Laurent looked momentarily stunned. ‘Well, we always need extra help among the vines.’

‘Sorry.’ Rachel held up her hands, implying ‘no go’. ‘I’m allergic to whatever it is you spray on the leaves.’

‘They haven’t been sprayed for nearly two weeks.’

‘Even so… I was thinking of taking over the kitchen. You’ll need somebody to do the honours at the
fête de vendange
, won’t you?’

‘Audrey is doing that, and Shauna will help. With Isabelle’s blessing.’

Rachel raised her eyebrows even higher, then smiled, accepting the fresh rebuff with apparent good grace. ‘Who’s to bring in the last trailer-load and be queen of the harvest?’

Laurent gave that a bare moment’s consideration. ‘This year – nobody. Out of respect for my cousin, who’s still in a coma.’

‘I suppose so.’ Rachel headed for the door. ‘Perhaps I can parade along the rows and keep up morale.’

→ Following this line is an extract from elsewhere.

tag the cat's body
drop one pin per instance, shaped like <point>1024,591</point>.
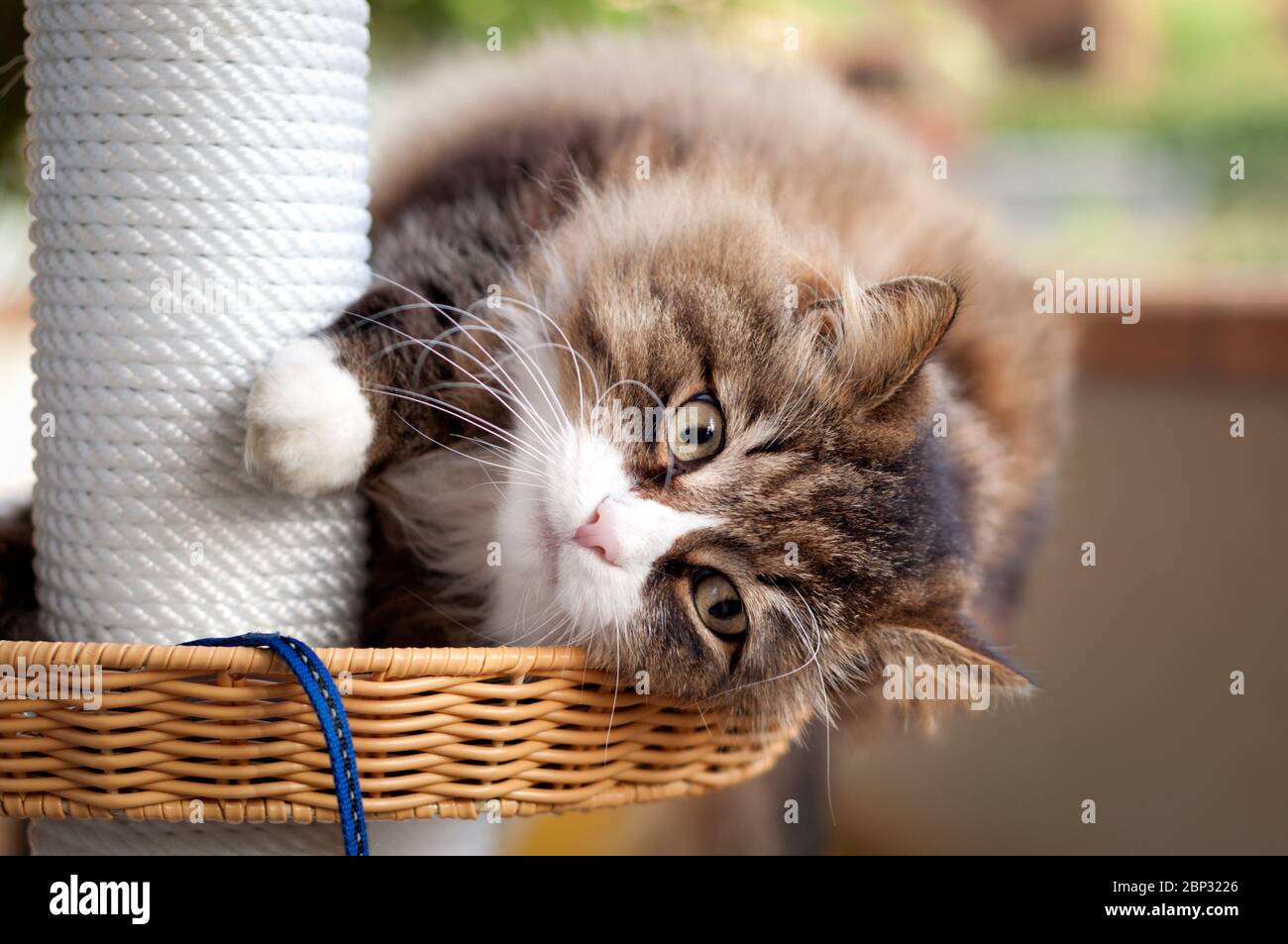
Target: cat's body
<point>690,227</point>
<point>706,237</point>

‘Workers only among the vines. But look’ – Laurent’s voice turned serious – ‘it would really help if you could just look after the stables and the customers and if any pickers need accommodation, help them out. You know who offers rooms in the village.’

‘Sure. I’ll call on all the village witches, see if they prefer Spanish or Portuguese guests.’

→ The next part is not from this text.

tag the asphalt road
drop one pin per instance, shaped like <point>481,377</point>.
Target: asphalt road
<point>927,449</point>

Laurent sucked in a sound of irritation. ‘I appreciate it.’

‘Well, you always used to, Laurent. See you later.’ Rachel kissed her fingers at them both and went away with a sway of the hips that must, Shauna couldn’t help thinking, really get in the way of her stable chores. ‘That girl hasn’t given up on you.’

‘Oh, come on, Shauna. I told you it was a short-lived thing and a mistake.’ ‘Does she know that? I mean, the way she brushes her upper lip with her tongue when she says your name…
Laurent
.’ Shauna demonstrated in a smoky voice.

Laurent shook his head. ‘What happens in the past should stay in the past. No? Or would you like to tell me about the men you slept with at university?’

She blushed, her pale skin betraying her once again. ‘Point taken. It’s good of her to offer to help.’

‘I hope she means it. Rachel’s very good at offering her services only to make herself absent when you most need her.’

That, considering the conversation they’d just had, wasn’t reassuring.